Take Q.13: “New Study: Clear Relationship Between Eye Color and Intelligence.” I’ve never seen a report on the relation between eye colour & intelligence. I know nothing about the subject, & the only honest response would be “don’t know.” But there’s no don’t know” box to tick. Honesty is not an option.
So let’s calculate: “My interrogators are leftwing academics, trying to spot whether I’m a white supremacist, hiding my racism under the veneer of an interest in the importance of eye colour. So, False.”
Except that I’m not being asked whether there’s a relationship between eye colour and intelligence, but whether there’s a new study claiming there is. Which of course I can’t possibly know, not being a world expert on eye colour, and never having written such a paper myself.
Q.2 consists of two completely different questions, on Control of the Media by the Military-Industrial Complex, and by The Major Oil Companies. Yet you’re supposed to answer with a simple true of false. Again, if I’d produced a questionnaire like this as a junior market research executive, I’d have been told I was in the wrong job. And these are professors at Cambridge for Gaia’s sake.
A final example: The question compilers seem not to understand the necessity of distinguishing between “all,” “some,” “any,” and similar useful modifiers. Take Q.8: “Government Officials Have Manipulated Stock Prices to Hide Scandals.”

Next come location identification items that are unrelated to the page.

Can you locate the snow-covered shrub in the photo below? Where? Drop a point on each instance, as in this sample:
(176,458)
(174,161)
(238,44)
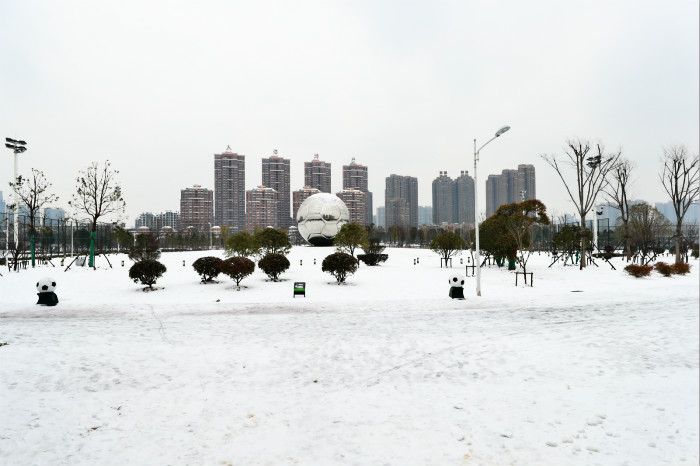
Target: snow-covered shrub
(664,269)
(238,268)
(340,265)
(681,268)
(146,272)
(208,267)
(273,265)
(638,270)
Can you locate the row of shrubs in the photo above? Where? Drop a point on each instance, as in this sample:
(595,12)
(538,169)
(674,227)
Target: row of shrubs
(679,268)
(239,267)
(339,264)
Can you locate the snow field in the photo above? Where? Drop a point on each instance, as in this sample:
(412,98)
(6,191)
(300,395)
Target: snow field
(384,370)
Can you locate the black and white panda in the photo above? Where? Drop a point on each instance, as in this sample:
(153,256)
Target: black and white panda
(45,287)
(457,280)
(456,286)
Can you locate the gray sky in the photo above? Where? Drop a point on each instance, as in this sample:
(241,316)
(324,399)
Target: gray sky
(403,86)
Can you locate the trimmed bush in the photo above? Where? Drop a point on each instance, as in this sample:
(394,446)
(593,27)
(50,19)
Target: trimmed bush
(273,265)
(238,268)
(681,268)
(664,269)
(373,253)
(340,265)
(372,259)
(638,270)
(147,272)
(208,267)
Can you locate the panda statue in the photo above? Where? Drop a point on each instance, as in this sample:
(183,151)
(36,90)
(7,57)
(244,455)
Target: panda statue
(45,288)
(457,286)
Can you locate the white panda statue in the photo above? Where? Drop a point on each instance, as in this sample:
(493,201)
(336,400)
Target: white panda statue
(457,279)
(46,287)
(456,286)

Well, have they? Not to my knowledge. I’m not even sure what the accusation means. But am I willing to vouch for the fact that no government official has ever manipulated stock prices, or that, if they have, it wasn’t in order to hide scandals, but for the much more common purpose of making money from insider trading? These are deep waters for a survey that’s supposed to take two minutes.
None of this trash would matter if it weren’t for the fact that Misinformation is one of the great Perils of the Age, and that the paper written by the authors of this survey: “The Misinformation Susceptibility Test (MIST): a psychometrically validated measure of news veracity discernment” aims to divide the “discerning” (i.e. credulous) sheep from the “yes butt..” sceptical goats, at the moment that the EU is installing a system of multimillion euro fines on media that fail to ban people who give the wrong answer to surveys like this, on subjects raised in questions like these, concerning such things as the relative strength of belief in global warming, the purity of vaccines, the honesty of governments, and the infallibility of the mainstream media.
I tell myself I’m not bothered, it’s only a bunch of unusually thick Cambridge professors. But should I be?